A me sono sempre piaciute le compilation (o, se il termine vi sembra troppo pop, le raccolte) più o meno illuminanti, sia di rock che di elettronica.
Nelle compilation trovi sempre quello che ti piace, che all’improvviso ti fa venire voglia di spulciare nei negozi e nei cataloghi online, che ti dà modo di scoprire artisti di cui non avevi mai sentito parlare e che vorresti avere a tutti i costi. Disco Not Disco (Strut, 2008) è proprio una di queste.

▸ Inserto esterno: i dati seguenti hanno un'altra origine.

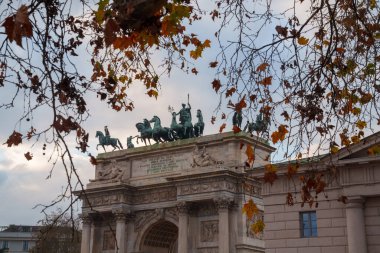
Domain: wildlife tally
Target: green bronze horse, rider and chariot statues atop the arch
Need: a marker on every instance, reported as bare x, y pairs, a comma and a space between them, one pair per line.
177, 131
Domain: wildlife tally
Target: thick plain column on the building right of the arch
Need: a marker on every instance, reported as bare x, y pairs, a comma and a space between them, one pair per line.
356, 235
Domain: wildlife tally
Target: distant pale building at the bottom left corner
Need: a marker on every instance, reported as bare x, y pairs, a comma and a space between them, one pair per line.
17, 238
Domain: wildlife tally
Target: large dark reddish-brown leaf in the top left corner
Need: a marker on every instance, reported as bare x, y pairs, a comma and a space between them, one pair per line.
18, 26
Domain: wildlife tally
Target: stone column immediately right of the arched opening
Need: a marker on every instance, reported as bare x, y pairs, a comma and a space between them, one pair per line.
183, 227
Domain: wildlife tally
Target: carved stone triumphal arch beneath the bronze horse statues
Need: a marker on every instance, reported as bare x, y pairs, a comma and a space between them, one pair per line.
184, 196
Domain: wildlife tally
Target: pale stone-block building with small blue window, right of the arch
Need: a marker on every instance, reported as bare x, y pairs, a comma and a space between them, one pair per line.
351, 227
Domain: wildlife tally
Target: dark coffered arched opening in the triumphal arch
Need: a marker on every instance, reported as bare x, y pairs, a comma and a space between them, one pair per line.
161, 237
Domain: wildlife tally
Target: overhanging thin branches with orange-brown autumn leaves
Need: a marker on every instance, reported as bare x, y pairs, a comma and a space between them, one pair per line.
312, 67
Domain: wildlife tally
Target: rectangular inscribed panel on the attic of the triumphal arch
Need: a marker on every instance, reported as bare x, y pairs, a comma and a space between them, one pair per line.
160, 164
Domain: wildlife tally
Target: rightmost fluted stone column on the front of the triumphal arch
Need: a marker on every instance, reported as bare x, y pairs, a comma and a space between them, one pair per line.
223, 206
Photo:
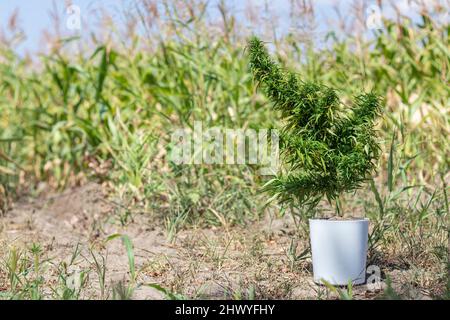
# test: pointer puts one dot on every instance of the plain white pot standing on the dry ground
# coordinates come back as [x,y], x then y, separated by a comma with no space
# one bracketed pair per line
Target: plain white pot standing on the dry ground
[339,250]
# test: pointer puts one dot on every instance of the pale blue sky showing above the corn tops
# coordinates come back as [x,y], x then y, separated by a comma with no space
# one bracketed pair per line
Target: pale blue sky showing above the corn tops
[34,15]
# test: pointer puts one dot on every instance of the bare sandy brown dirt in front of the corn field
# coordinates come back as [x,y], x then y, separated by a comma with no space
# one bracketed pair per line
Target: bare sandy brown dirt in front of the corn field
[262,260]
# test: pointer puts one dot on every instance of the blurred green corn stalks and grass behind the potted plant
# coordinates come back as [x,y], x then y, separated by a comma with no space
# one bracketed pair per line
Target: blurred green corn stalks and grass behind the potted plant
[107,113]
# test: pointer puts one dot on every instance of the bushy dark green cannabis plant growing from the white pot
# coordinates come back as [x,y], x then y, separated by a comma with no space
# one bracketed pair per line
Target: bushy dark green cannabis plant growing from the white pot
[327,147]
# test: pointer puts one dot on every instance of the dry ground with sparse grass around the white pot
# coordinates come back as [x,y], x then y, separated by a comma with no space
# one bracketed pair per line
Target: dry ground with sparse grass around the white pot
[263,260]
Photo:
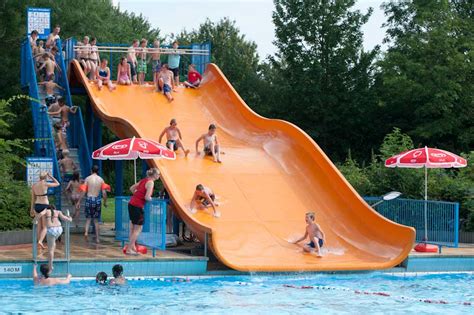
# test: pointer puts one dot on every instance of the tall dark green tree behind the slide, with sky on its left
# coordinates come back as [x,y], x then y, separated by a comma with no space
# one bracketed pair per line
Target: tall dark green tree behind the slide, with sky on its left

La raccolta di cui parliamo non solo serve a ri-scoprire brani della scena post punk e dell’electro dei primi anni Ottanta, ma celebra anche il ritorno della tedesca Strut Records. Si va da pezzi ormai di culto come “Mind Your Own Business” dei Delta 5 (coverizzati qualche anno fa anche dalle Chicks on Speed) alla dance-issima “Contort Yourself” di James White & The Blacks. Non manca un occhio di riguardo a certa new wave dei primissimi Ottanta come “Los Ninos Del Parque” dei Liasons Dangereuses e i Number Of Names con la pre-newromantic “Sherevari”, pregna di un sound assolutamente irresistibile e ipnotico.

Una raccolta impedibile, corredata da uno stilosissimo packaging cartonato e un libretto riassuntivo con le biografie degli artisti scritto da Bell Brewster, l’autore di “Last Night a DJ Saved My Life”.